Because, as I read somewhere this morning, “we do not see things as they are, we see them as we are”, more and more people seem to come expecting to find, in a village of 350 people in the countryside, the comforts that you can enjoy in modern cities, the same level of organization that you have in Switzerland, the same road conditions, the same availability of services that you have at home, etc. An attitude that, I have to say, was rarer in the immediate “after Under the Tuscan Sun”, when many people travelled so as to experience the type of difficulties that Mrs. Meyes wrote about, wrapping them up in a well-presented stereotyped package. (By the way, for a funny review of the blockbuster movie based on the novel see Miss Expatria’s Scathing Movie Review: Under the Tuscan Sun – don’t read it if you are a fan! ;oP)
And here is the connection with Stephen’s article about the (perhaps excessive) use of the term “local” in travel-related matters today.
I think what nowadays is called “local” is what was before one of the many facets of sustainable tourism. I remember reading the articles in the Journal of Tourism Studies back in the late 90’s and up to 2007 when the publication was interrupted (my real job is researching the English language and linguistics for tourism), and noticing a slow shift in “key words” and “key concepts”. First it was all about eco-tourism, then it was all about sustainable tourism and now it’s all about “going local“.
It’s not just a matter of definitions though, it is more a process of “specialization”, as each of these concepts were already contained in the others as they are obviously all connected. Specialized research draws from and feeds back into the non-specialized universe, because, besides being researchers, scholars are first and foremost people immersed in the out-of-the-academia world like the rest of us.
As an “out-and-out” supporter of the necessity of using local resources as much as possible, my opinion is that if a “fashionable key phrase” helps us make our voice heard, there’s a good reason to use it. Unfortunately, as a linguist, I am also aware that what happens is that by using it, its meaning gets “worn out”, to the point where it becomes nothing more than a catch-phrase for most people, especially for the “general public”, to which, more often than not, travelers belong.
So could it be that going local is already a fashion rather than a well-considered travel choice? Can we expect to see more and more people look for local while expecting global?
I strongly believe that our role as people in the travel business (even though in different ways or for different reasons) is to help preserve the meaning of words. We need to help people remember what experiencing the local way of life means, and choose their holidays accordingly.

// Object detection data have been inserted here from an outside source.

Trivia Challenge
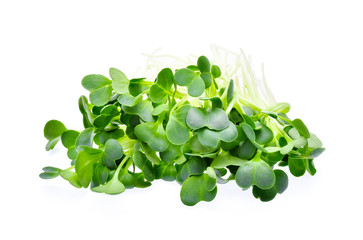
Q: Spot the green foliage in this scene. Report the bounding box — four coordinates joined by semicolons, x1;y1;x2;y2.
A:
39;56;325;206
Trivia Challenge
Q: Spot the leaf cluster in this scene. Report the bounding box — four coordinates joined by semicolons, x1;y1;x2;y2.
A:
40;56;324;206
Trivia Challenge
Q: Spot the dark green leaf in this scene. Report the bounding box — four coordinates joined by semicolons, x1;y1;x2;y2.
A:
78;96;93;128
236;155;275;189
288;157;306;177
166;105;190;145
44;120;67;140
176;157;207;183
180;174;217;206
154;162;177;181
252;169;288;202
197;56;210;73
132;151;155;181
227;80;234;103
39;172;59;179
102;139;123;169
75;151;102;188
211;65;222;78
122;100;155;122
135;123;169;152
117;93;142;107
210;154;246;168
256;124;274;145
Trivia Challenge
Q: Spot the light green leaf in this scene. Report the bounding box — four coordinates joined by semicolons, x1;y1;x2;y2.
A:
110;68;130;94
180;174;217;206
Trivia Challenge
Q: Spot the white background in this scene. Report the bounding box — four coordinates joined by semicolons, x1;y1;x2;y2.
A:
0;0;363;239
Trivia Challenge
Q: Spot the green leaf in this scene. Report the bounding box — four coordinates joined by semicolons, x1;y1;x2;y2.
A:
140;142;161;165
78;96;94;128
236;155;275;189
231;139;256;159
221;126;247;151
306;159;316;176
160;144;184;163
180;174;217;206
210;153;246;168
198;122;238;148
154;162;177;181
95;129;125;145
211;65;222;78
75;151;102;188
188;134;217;155
292;118;310;139
252;169;289;202
186;107;229;130
310;148;325;158
61;130;79;149
292;137;307;148
91;162;126;195
150;68;174;103
200;72;213;88
135;123;169;152
129;78;148;97
110;68;130;94
176;157;207;184
280;142;294;155
93;105;120;128
117;93;142;107
288;157;306;177
102;139;123;169
166;105;190;145
199;97;223;109
256;124;274;145
132;151;155;181
122;100;155;122
82;74;112;106
153;103;169;116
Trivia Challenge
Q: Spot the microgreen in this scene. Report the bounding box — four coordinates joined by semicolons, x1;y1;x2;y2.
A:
39;55;325;206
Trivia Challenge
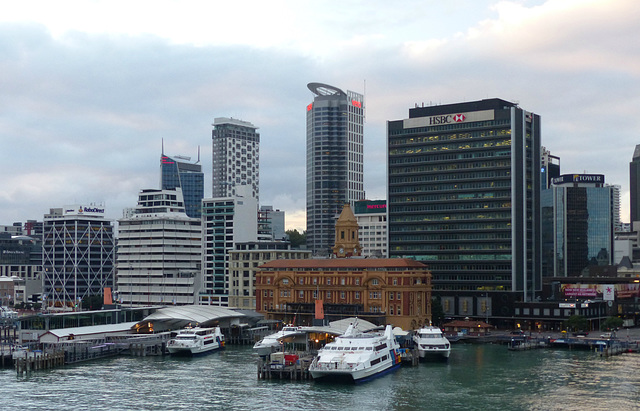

Travel relying on local resources cannot be mass tourism, I am afraid, otherwise it cannot be sustained. However, the fact that it exists should be made known to the “masses” (please forgive me the use of a term with such negative connotations: I am just trying to maintain semantic coherence), but, since words do indeed matter, it should be presented for what it is, as it can be the best option for many but not for all, especially in areas that are very different from the travellers’ country of origin. This is not the case of Italy, obviously, which, in many domains at least, is still a modern, comfortable country. And yet, it has enough to put some people off.
So maybe the next page I will add to our website is a list of reasons for travelers to chose our homes, and an even longer list to not choose them if they expect the phrase “to feel at home away from home” to mean something other than that we are very happy to welcome them as we would do with our own local friends and that we will do our best to show them how the place they call a destination, for some people is home.
Hopefully, they will feel it’s their home too for a week or so.